Last week, Wired reported on a program that allows us to see who’s editing Wikipedia. Invented by Virgil Griffith, a graduate student at Cal Tech, the WikiScanner has finally brought transparency to the encyclopedia that considers us all to be experts.
A few of my favorite revelations:
Nortel – Accounting scandal, what accounting scandal?? This sweeping rewrite of Nortel’s page removes all mention of the 2000-2004 accounting scandal that resulted in investigations from the RCMP and the Attorney General, the CEO being fired for cause, numerous directors being shown the door, etc.
Sure, Wikipedia is directionally helpful.
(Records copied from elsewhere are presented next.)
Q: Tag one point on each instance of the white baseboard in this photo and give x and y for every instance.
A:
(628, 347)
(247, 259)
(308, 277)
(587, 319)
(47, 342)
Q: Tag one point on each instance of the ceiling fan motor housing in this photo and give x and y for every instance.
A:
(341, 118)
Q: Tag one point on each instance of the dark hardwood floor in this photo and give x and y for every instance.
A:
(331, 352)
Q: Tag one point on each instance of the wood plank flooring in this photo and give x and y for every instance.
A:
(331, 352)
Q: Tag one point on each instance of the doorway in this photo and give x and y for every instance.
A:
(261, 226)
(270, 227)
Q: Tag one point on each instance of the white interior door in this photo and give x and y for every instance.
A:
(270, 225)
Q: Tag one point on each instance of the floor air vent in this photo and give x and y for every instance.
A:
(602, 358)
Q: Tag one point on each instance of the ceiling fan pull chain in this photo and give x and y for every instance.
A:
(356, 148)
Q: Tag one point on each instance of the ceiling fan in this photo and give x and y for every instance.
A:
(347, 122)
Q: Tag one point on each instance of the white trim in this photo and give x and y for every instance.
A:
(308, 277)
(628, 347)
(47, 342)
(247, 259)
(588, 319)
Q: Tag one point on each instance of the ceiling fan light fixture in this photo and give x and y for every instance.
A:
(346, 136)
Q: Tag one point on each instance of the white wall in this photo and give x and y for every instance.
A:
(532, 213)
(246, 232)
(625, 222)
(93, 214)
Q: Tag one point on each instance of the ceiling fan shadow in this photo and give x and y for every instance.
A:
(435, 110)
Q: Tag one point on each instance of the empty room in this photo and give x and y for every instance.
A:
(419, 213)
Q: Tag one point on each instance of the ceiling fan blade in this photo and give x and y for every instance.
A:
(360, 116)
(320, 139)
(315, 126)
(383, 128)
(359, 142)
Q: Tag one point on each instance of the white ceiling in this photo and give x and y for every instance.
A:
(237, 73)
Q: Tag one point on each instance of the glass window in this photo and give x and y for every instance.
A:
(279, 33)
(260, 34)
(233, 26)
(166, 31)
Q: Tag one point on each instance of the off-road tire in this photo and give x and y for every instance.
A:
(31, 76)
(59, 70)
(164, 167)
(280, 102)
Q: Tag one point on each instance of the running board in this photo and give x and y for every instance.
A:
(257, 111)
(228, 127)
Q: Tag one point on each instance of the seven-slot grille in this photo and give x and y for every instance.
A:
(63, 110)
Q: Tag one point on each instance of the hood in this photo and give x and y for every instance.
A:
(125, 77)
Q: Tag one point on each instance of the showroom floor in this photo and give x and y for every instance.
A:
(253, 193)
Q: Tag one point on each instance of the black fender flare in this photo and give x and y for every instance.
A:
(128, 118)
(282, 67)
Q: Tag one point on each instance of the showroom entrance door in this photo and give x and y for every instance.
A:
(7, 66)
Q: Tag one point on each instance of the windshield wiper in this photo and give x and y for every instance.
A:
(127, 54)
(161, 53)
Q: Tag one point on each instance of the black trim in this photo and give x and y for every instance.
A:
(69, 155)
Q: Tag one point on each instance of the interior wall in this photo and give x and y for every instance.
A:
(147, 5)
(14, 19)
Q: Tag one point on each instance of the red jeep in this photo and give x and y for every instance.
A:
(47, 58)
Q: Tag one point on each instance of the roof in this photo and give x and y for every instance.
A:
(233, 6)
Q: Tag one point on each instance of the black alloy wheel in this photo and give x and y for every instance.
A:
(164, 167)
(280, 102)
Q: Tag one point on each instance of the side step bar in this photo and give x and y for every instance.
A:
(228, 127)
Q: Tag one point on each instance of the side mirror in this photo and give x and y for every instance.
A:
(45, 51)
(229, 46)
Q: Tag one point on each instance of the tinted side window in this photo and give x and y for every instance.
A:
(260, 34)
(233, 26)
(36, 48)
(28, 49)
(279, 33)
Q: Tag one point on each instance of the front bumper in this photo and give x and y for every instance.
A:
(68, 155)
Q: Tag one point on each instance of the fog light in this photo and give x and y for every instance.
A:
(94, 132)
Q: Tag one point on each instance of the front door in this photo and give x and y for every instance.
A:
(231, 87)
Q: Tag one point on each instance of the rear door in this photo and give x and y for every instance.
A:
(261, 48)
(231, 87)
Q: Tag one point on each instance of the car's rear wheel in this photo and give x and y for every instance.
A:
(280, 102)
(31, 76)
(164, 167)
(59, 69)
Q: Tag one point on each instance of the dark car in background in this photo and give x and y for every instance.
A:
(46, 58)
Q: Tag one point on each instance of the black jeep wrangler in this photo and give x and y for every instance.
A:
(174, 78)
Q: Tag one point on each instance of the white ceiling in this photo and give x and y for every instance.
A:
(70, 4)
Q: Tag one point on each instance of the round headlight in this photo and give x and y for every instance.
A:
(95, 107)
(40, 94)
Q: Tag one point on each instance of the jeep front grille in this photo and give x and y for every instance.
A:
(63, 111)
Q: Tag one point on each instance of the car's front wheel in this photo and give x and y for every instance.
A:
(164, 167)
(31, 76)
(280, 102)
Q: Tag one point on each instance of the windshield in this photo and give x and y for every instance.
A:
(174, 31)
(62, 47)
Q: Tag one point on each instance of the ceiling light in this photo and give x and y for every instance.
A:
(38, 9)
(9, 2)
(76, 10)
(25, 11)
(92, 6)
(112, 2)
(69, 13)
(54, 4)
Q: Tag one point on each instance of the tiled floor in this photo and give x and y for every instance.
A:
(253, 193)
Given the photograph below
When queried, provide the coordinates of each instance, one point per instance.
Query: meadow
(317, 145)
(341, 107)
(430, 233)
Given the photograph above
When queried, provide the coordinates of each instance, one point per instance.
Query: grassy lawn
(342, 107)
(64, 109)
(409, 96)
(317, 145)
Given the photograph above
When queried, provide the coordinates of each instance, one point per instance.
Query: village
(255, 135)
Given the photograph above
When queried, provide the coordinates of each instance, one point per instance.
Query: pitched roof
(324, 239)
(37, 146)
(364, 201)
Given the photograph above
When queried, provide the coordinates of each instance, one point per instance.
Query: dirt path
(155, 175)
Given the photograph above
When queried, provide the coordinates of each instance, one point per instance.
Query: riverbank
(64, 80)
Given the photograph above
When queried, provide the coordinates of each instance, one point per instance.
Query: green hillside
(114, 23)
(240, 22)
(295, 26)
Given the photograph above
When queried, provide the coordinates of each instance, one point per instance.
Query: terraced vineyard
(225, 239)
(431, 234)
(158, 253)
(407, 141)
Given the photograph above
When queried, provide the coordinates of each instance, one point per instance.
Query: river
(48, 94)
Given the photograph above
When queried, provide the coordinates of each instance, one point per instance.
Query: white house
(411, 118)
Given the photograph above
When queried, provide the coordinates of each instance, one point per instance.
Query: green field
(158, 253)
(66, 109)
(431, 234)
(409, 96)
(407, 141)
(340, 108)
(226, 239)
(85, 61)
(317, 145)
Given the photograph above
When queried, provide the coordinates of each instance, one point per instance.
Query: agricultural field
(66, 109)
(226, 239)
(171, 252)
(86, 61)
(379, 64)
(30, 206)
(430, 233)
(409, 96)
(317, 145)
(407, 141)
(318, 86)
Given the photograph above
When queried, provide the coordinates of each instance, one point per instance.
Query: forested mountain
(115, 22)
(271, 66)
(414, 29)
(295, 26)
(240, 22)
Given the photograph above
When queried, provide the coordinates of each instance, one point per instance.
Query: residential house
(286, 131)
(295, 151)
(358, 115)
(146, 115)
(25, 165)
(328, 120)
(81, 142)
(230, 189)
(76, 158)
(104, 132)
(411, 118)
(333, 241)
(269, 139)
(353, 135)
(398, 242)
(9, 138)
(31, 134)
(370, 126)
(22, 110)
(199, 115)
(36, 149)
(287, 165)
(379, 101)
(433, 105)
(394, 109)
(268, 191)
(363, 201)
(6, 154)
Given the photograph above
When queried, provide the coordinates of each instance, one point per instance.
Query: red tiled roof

For instance, I learned that lemmings aren’t suicidal, they’re just stupid. As you may know, the rumors of these rodents jumping off cliffs en masse are overstated. If you’re looking for myth coverage, Wikipedia’s the place to be. Meanwhile, MSN’s Encarta tells us that lemmings “…swim lakes and rivers, cross mountains, and eat all vegetation in their path. Eventually, some reach the sea; attempting to swim it as if it were a river, they are drowned.”
Reminds us of the a few corporations, does it not?
It’s not surprising that governments and corporations are being outed for their Wikipedia spin-jobs; what’s surprising is that it didn’t happen sooner. How is it that Wikipedia couldn’t have done this themselves long ago?